Dass es gesund ist, zumindest eine Weile auf Alkohol zu verzichten, ist die Botschaft des „Suchej únor“, des „Trockenen Februars“. Jedes Jahr ruft die Kampagne die Menschen in Tschechien dazu auf, zumindest einen Monat lang komplett nüchtern zu bleiben. Laut den Statistiken der gleichnamigen Organisation haben sich im vergangenen Jahr landesweit bereits 1,2 Millionen Erwachsene daran beteiligt.
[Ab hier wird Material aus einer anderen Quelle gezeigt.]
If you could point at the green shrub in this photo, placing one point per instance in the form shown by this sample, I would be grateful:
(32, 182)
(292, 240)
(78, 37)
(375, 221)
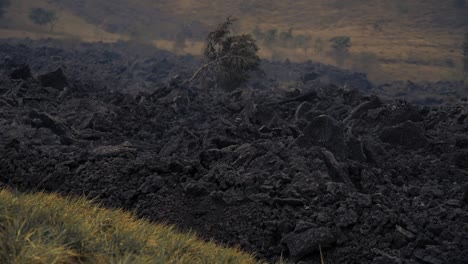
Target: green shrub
(46, 228)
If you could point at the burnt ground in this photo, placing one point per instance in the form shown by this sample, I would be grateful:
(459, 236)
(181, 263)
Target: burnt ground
(278, 172)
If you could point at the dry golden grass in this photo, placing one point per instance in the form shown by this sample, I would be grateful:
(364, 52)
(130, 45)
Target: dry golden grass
(46, 228)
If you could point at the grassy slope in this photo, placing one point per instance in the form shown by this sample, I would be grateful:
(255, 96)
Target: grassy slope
(43, 228)
(418, 40)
Und auch wenn die Entscheidung zur Abstinenz von längerer Dauer ist, wollen viele Menschen jedoch nicht unbedingt auf den Geschmack der Getränke verzichten. Er trinke gern Sekt oder Bier ohne Prozente, sagt Tomáš Hájek und ist mit dem wachsenden Angebot zufrieden:

„Bei den alkoholfreien Bieren hat es auf jeden Fall einen großen Schritt nach vorn gegeben. Es gibt eine ganze Reihe von Marken, die das gleiche Geschmackserlebnis vermitteln wie bei ihren alkoholhaltigen Bieren. Mich stört aber, dass die Biere ohne Alkohol mehr kosten als die mit. Ich würde denken, dass das umgekehrt sein müsste.“

Foto: Hana Slavická,  Radio Prague International

Den Trend zur Abstinenz bestätigen auch die Statistiken einiger Brauereien in Tschechien. Der Historiker Filip Vrána beschäftigt sich professionell mit der Bierkultur im Land:

„2023 wurden hierzulande schon 1,4 Millionen Hektoliter alkoholfreies Bier hergestellt. Im Vergleich mit 2022 war dies eine Zunahme von neun Prozent. Wenn man das dann noch mit dem Jahr 2019 vergleicht, beträgt der Anstieg sogar ein Drittel.“

Vránas Einschätzung nach handelt es sich dabei nicht nur um eine Modeerscheinung. Auf ein verändertes Konsumverhalten vor allem bei jungen Leuten reagiert auch Matúš Kozina. Er betreibt in Brünn die Nilio-Brauerei, die ein rein alkoholfreies Sortiment hat. Gemeinsam mit den Chemikern von der Technischen Universität der Stadt hat Kozina sogar eine neue Gärmethode entwickelt. Sie verleiht den Getränken seinen Angaben zufolge einen authentischen Geschmack. Dieser wurde bereits bei mehreren nationalen und internationalen Bierwettbewerben mit einem dritten oder sogar zweiten Platz auf dem Siegertreppchen belohnt. Und im April 2023 gab es beim Frankfurt International Trophy für das Nilio-Bier Yuzu Samuray die Goldmedaille. Matúš Kozina:

Alkoholfreies Bier Nilio | Foto: Nilio Brewery

„Bei dem Wettbewerb wurde nicht zwischen alkoholhaltigem und alkoholfreiem Bier unterschieden. Und somit haben wir die Spitze zwischen all den alkoholischen Sorten belegt.“

Kein Wunder also, dass sich immer mehr Nullpromillevarianten in den Kneipen Tschechiens finden. Und diese werden nicht mehr nur in Flaschen verkauft, sondern gerne auch vom Fass. Jiří Sojka hält in seiner Gaststätte in Brünn immer einen der zehn Zapfhähne für ein alkoholfreies Bier bereit. Im Sommer belege das Getränk den dritten Platz in der internen Verkaufsstatistik, informiert der Schankwirt:

„Es gibt einige Grüppchen von Leuten, die oft am Abend herkommen und mit dem Auto unterwegs sind. Diesen Trend beobachten wir schon seit ein bis zwei Jahren.“

Und er erwarte, dass diese Entwicklung noch weiter zunimmt, fügt Sojka hinzu.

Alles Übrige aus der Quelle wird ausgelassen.